In late November 2021, the Pattern Lab team gathered a [first collection of requirements](https://www.figma.com/file/eDdknkq3N6464hIvz1nOVh/Baseline-Grid-Jam-Session?node-id=0%3A1) that we surveyed during a Design Review meeting. The session resulted in a set of shared priorities and follow up conversations that we conducted in the following weeks with @RHo, @Pginer-WMF, @alexhollender, and @KieranMcCann for specific grid-related topics.
The following content outlines the baseline grid requirements necessary to extensively support the design team and the features and products that they build.
## User stories
### Scenario: designing a component
1. As a designer, I want to learn about of a shared **baseline grid** for our products, so that I can use it and apply it to the new components and layouts I design.
2. As a designer, I want to understand how to **space** elements inside a component, so that I can set the padding, the dimensions and alignments following the same rules applied to existing components.

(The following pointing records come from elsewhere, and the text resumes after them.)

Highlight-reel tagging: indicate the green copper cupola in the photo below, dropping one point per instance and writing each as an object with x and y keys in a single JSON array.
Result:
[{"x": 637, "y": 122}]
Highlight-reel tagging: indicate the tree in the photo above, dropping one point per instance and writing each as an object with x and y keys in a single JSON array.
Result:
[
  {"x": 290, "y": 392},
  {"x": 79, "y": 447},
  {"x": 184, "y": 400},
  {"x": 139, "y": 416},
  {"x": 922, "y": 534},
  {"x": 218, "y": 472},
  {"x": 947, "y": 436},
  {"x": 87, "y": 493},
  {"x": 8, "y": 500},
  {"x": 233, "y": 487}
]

3. As a designer, I want to set the **aspect ratio** of photos, pictures, and illustrations, so that I can craft assets and layouts that are consistent across features and products.
### Scenario: designing a layout
1. As a designer, I want to have access to a **sizing scale**, so that I can space, distance and layout components consistently with the rest of the product experience.
2. As a designer, I want to align components to a **responsive column grid**, so that I can define how elements move across different viewports. In order to achieve this I need to know how the grid changes across breakpoints, which are those **breakpoints**, what are the outer **margins** of this grid, and which **gutters** are set between columns.
3. As a designer, I want to layout elements within a page accordingly to existing **screen regions**, so that end-user will find familiar content in familiar location hence lowering the cognitive load when they one a new page.
4. As a designer, I want to understand how to expose information through different **panels**, so that I can reorganize the hierarchy of content when there isn't enough real estate available.
5. As a designer, I want to visually align element along the edge of a vertical **keyline**, so that I can place elements outside of the layout grid.
6. As a designer, I want to space content following an established **vertical rhythm**, so that I can learn how to leverage white space to convey hierarchy and reading order.
## Conditions of Satisfaction
- Overview presentation during a Design Practice & Systems Meetup.
- The Wikimedia Design Style Guide features a new page detailing the baseline grid specs and recommendations.
- Showcase examples of how the grid is applied to common components, eg. lists.
- Guides on how to adopt the baseline grid incrementally in design and product.
- The base unit and the sizing scale are specified as design tokens.
- The baseline grid specifications are available as (hidden) layout grids in every component featured in the "WikimediaUI – Components Library" Figma file.
## Testing Instructions
- Test the grid on the atomic level components, eg. buttons.
- Test the grid on common patterns, eg. lists.
- Test the grid to define the layout of the entire site, eg. Wikipedia main page.
- Test the grid on the 3 most common page layouts: panel, no panel, full.
- Test the grid to layout the interior content of pages, eg. article page.
- Test the grid to retro fits current layouts, eg. newcomer homepage.
- Test the grid on small devices and viewports, eg. m.wikipedia.org.